Still here? OK. Don’t say I didn’t warn you.

The rules of hyphenation can be broken up into three categories: compound modifiers, prefixes and suffixes, and nouns and verbs.

Compound modifiers are usually adjectives made of two or more words, like “headline-grabbing” in “a headline-grabbing celebrity.” See how the two hyphenated words work together as an adjective to modify the noun “celebrity”? That’s a compound modifier.

Some compound modifiers are already in the dictionary, like “good-looking.” But through the power of hyphens, you can make up your own compound modifiers: soul-soothing, fuzzy-faced, intermediate-income — the possibilities are practically infinite.

Compound modifiers are often hyphenated, but the rules leave a lot of room for judgment, saying to do so whenever a hyphen smooths the ride for the reader. For example, if you’re writing about a man-eating lobster, the hyphen helps the reader see you don’t mean a man who’s eating lobster.

There are tons of exceptions. For example, compounds containing “ly” adverbs should never be hyphenated. So “a recently married couple” takes no hyphen.

Still other rules and exceptions vary by editing style. If you were following the Chicago Manual of Style, you’d hyphenate “half-asleep” either before or after a noun (a half-asleep worker, a worker who was half-asleep), but if you were following Associated Press style, you’d hyphenate it before, but not after a noun (a half-asleep worker, a worker who was half asleep).

Prefixes and suffixes have their own rules. Usually, when you’re using a prefix or suffix to create a term not already listed in the dictionary, you omit the hyphen and just make the term one word — despite any objections you get from your spellchecker: prelunch, suborbital, blockwide.

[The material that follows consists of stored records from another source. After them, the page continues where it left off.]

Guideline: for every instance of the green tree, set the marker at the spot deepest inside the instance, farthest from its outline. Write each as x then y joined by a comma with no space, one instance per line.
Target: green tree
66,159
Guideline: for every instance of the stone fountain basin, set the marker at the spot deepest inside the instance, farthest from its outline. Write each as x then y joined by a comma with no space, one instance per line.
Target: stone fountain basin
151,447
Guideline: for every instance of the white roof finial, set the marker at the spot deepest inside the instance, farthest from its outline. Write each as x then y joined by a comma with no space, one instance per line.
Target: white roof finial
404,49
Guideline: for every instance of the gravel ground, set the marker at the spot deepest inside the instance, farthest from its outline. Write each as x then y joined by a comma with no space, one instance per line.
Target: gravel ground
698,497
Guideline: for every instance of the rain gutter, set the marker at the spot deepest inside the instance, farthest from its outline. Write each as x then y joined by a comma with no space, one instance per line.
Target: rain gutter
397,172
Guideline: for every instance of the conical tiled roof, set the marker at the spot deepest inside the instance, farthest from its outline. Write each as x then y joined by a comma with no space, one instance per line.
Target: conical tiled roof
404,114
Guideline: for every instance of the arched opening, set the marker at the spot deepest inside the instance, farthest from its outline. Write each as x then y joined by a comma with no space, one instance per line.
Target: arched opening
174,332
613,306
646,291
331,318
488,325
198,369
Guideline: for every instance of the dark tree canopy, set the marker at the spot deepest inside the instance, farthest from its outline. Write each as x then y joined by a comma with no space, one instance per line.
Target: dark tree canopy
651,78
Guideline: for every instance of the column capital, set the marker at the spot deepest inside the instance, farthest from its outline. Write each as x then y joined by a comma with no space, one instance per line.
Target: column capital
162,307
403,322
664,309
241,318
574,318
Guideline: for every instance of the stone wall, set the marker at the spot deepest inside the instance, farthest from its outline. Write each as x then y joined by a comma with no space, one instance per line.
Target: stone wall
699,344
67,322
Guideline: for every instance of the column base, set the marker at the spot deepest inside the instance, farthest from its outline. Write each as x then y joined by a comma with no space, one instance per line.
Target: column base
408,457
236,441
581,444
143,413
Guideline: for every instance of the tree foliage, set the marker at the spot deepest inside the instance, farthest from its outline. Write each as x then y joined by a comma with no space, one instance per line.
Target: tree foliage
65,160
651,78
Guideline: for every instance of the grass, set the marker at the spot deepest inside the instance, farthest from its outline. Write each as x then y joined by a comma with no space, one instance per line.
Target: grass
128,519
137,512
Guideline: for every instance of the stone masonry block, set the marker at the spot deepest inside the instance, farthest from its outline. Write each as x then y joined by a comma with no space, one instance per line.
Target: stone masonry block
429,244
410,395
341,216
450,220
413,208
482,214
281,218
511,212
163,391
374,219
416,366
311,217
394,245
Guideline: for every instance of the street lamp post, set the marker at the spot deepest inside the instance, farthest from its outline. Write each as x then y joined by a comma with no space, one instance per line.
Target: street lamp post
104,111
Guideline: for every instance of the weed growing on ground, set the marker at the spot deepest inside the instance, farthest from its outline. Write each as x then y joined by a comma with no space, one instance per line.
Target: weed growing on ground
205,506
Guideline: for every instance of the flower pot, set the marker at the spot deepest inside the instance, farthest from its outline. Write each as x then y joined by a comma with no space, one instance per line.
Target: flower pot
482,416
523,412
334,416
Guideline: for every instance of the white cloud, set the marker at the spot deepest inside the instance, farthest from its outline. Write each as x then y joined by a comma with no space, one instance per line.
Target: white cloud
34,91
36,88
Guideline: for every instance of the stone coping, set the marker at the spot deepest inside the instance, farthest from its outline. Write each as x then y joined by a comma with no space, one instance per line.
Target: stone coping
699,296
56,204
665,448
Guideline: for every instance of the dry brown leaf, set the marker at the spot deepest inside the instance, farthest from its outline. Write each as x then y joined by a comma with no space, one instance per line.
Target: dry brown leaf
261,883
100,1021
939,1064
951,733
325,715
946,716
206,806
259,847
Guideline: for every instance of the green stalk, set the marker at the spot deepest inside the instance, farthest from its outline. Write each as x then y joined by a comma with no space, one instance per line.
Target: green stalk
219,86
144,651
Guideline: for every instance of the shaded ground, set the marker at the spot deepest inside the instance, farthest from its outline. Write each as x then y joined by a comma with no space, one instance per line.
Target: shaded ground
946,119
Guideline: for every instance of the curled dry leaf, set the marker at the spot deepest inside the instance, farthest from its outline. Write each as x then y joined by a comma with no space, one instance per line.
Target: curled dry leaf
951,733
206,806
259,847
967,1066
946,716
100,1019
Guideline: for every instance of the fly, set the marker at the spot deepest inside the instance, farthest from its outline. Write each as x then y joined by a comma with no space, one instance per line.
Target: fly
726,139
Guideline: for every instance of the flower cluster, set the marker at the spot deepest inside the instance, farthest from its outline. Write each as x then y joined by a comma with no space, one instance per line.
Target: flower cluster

But in AP style, if you’re attaching the prefix or suffix to a number or proper name, you hyphenate: pre-1960, sub-Saharan, America-wide.

Plus, you have to hyphenate repeated prefixes as in “anti-antiestablishment,” and you hyphenate prefixes that end in “i” or “a” when they precede a word beginning with the same vowel, as in “anti-intelligence” and “extra-articulate.”

If you were following Chicago style, some of those hyphens would be replaced with a mark called an en dash, which is not to be confused with an em dash.

For nouns and verbs, hyphenation is all about the official dictionary spelling. There’s no formula you can apply to know that “a water-skier water-skis on water skis.” You have to look it up. Make-believe, makeover, gridlock, grown-up, high five, ice pick — if it’s a noun or verb, you just can’t know which combinations are “closed” (one word), which are “open” and which are hyphenated unless you look them up.

And because you’re hyphenating pretty well already, why bother?